Rockboard MOD 5 Test

Cab-Sim und DI-Patchbay

Smarter Strippenzieher

Beim Rockboard MOD 5 Cab-Sim und DI-Patchbay handelt es sich um eine weitere Modul-Option für die Pedalboards aus dem Hause Warwick. Das Konzept ist sehr funktional und gleichzeitig flexibel, denn die Rockboards sind allesamt mit einem Einschub versehen, in den man das entsprechende Modul, genannt MOD, einstecken kann. Der Zweck liegt vor allem darin, die Verbindungen vom Bord in Richtung Amp, Rack oder FOH zu patchen und damit kürzere Kabelwege zu generieren.

Mehrere unterschiedliche MOD-Varianten sind erhältlich, beginnend mit Klinken- und XLR-Patchbays bis hin zu einer Patchbay-MIDI-Kombination. Das MOD 5 geht aber noch einen Schritt weiter, denn es kombiniert eine dreifache Patchbay mit einer DI-Box und einer Cabsimulation, die das Benutzen von Impulsantworten gestattet, die sogar selbst importiert werden können. Hier erfahrt ihr, wie das MOD 5 sich klanglich und funktional präsentiert.

Details

Gehäuse/Optik

Das Rockboard MOD 5 steckt in einem rechteckigen, schwarzen Metallgehäuse mit den Maßen 160 x 38 x 77 mm (inkl. Potis und Frontplatte) und reiht sich damit in die genormten Maße der übrigen MOD-Einheiten ein. Die gut beschriftetet Frontplatte ist abnehmbar, sodass die Einheit auch auf Pedalboards anderer Hersteller ihren Platz findet.
Frontseitig zeigen sich vier Klinkeneingänge, ein XLR-Out, zwei Kippschalter, ein Miniklinken-Kopfhörerausgang, ein Mikro-USB-Eingang und zwei Drehregler. Eine grüne LED rechts oben signalisiert, dass das MOD 5 mit Strom versorgt wird. Rückseitig befinden sich ebenfalls vier Klinkenbuchsen, der Anschluss für das optional erhältliche 9V-Netzteil und ein Kippschalter.

Insgesamt wirkt das MOD 5 sehr robust und wertig verbaut. Die Anschlüsse sind mit Kunststoffmuttern am Gehäuse verschraubt und die Potis machen einen zuverlässigen Eindruck. Einzig bei der Verschraubung der Frontplatte am Gehäuse hätte man sich höherwertige und evtl. weniger fest angezogene Schrauben gewünscht, da das Abmontieren extrem schwerfällt und die Gefahr sehr groß ist, dabei die Kreuzschlitze zu beschädigen.

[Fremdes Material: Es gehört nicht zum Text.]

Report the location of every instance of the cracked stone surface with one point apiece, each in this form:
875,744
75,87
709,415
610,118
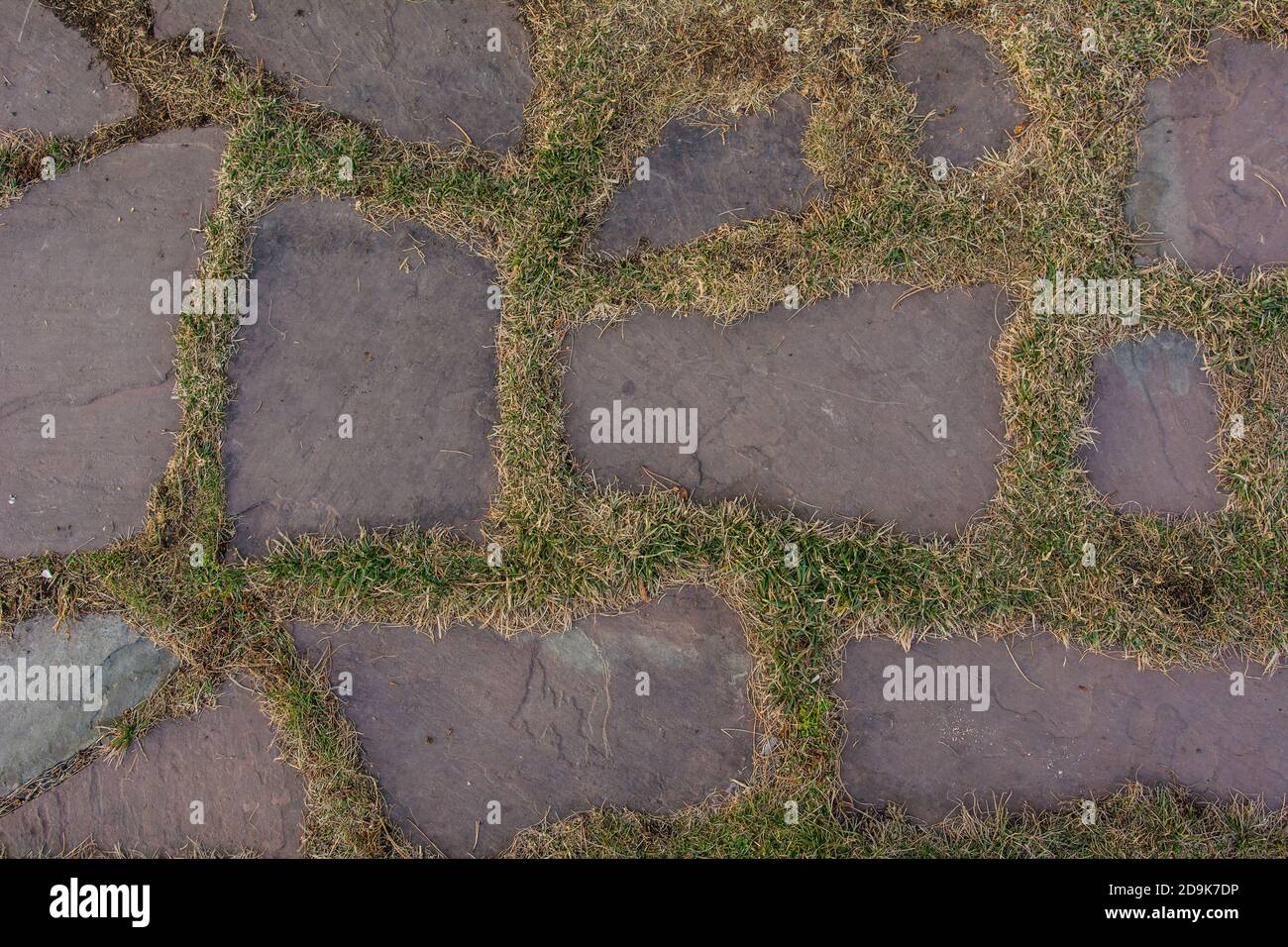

Zum Lieferumfang gehören Montageschrauben inklusive Kontermuttern, wobei Warwick hier sogar eine Ersatzschraube beigefügt hat, sowie den passenden TX-Schlüssel und ein passendes USB-Kabel. Zum Montieren des MOD im Rockboard-Rahmen wird es einfach in die dafür vorgesehene Öffnung eingeführt, wobei die Montageschrauben beim Eindrehen ein Gewinde in die vorgebohrten Löcher schneiden.

Bedienung

Das MOD 5 kann in Kombination mit dem Pedalboard nun mehrere Aufgaben übernehmen:

Zum einen lassen sich Setups so patchen, dass man z.B. die Vier-Kabelmethode mit einem Amp mit Einschleifweg benutzt.
Dazu schließt man die Gitarre an die Pedale an, die vor der Vorstufe sitzen, geht von diesen in den rückseitigen Input A und schleift sie über die Frontseite in den Amp. Nun geht man vom Send des Amps in den Input B an der Front, führt das Kabel über die rückseitige Buchse B in die Effektsektion, die hinter der Vorstufe sitzt (z.B. Modulations- und Delay-Effekte), geht von dort in den C an der Rückseite und schleift das Signal vom Front C in den Return des Amps. Der Vorteil ist bei diesem Setup, dass ich bei Amps mit FX-Loop meine Effekte optimal platzieren kann, ohne viel Kabelgewirr am Board in Kauf nehmen zu müssen. Zum anderen kann ich aber auch Amps ohne Einschleifweg nutzen, indem ich frontseitig die Buchsen A und B einfach patche. In diesem Fall hängen dann zwar alle Effekte vor der Preamp-Sektion, aber dennoch kann ich mit dem gleichen Board beide Amp-Varianten bespielen.
Übrigens ist der MOD 5 kein Lastwiderstand, d.h., niemals den Speaker-Out eures Amps mit dem Modul verbinden!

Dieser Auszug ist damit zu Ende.